Why is a month's expiration better than a year or two years?
Why wouldn't you go with a week or a day? isn't that better than a whole month?
Why isn't it instead just a minute? or a few seconds? Wouldn't that be better?
Why not have certificates dynamically generated constantly and have it so every single request is serviced by a new one and then destroyed after the session is over?
Maybe the problem isn't that certificates expire too soon, maybe the problem is that humans are lazy. Perhaps it's time to go with another method entirely.
As the limit approaches zero you re-invent Kerberos.
In 2025 it's not possible to create an app and release it into the world and have it work for years or decades, as was once the case.

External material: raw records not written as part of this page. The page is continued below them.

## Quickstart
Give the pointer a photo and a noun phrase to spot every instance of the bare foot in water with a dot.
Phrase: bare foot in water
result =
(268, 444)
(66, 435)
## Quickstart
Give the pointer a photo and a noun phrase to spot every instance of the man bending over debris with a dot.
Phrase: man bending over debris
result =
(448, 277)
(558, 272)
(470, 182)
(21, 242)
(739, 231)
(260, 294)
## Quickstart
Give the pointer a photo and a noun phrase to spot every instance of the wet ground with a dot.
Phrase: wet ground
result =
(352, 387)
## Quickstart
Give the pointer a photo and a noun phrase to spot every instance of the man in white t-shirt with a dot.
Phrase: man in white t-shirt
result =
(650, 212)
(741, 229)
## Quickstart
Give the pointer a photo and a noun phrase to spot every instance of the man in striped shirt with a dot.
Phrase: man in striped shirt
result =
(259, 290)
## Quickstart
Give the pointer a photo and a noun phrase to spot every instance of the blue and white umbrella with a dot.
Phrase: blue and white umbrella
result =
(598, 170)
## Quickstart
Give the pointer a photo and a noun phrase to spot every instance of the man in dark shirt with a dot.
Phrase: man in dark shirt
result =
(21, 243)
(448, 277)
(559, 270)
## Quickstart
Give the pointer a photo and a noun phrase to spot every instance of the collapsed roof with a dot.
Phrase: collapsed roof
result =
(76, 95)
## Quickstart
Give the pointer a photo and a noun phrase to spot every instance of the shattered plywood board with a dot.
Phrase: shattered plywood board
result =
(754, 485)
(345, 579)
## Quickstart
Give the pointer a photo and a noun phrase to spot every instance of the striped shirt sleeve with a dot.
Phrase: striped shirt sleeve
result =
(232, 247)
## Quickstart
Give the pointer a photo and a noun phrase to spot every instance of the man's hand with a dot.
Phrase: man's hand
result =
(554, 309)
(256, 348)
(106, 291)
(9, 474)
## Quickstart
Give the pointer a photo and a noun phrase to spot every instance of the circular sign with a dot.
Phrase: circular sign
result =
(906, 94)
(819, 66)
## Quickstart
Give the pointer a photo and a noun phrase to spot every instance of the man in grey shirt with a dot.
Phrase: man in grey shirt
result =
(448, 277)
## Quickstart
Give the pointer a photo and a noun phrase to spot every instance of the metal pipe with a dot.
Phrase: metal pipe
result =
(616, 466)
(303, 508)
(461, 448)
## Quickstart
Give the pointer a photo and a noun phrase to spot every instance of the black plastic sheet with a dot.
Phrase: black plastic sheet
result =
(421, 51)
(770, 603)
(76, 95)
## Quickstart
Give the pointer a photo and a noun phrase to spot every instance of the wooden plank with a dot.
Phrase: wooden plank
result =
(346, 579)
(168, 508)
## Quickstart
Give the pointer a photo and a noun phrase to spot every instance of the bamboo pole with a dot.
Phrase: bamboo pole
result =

If your "developer certificate" for app stores and ad-hoc distribution is valid for a year, then every year you must pay a "developer program fee" to remain a participant. You need to renew that cert, and you need to recompile a new version within a year. Which means you must maintain a development environment and tools on an ongoing basis for an app that may be feature- and operationally-complete.
All this is completely unnecessary except when it comes to reinforcing hegemony of app-store monopolists.
Forcing developers to stay engages pushes out feature complete software but also pushes out unmaintained software.
An app store is an inherently higher cost distribution method. The operating systems are gratis so development is cross subsidized from app store royalties. They have an incentive to host more paid apps, especially micro-transaction apps that trick kids into spending thousands of dollars off mom's credit card. Of course they've banned or are going to ban alternative channels so you can't choose to self-distribute.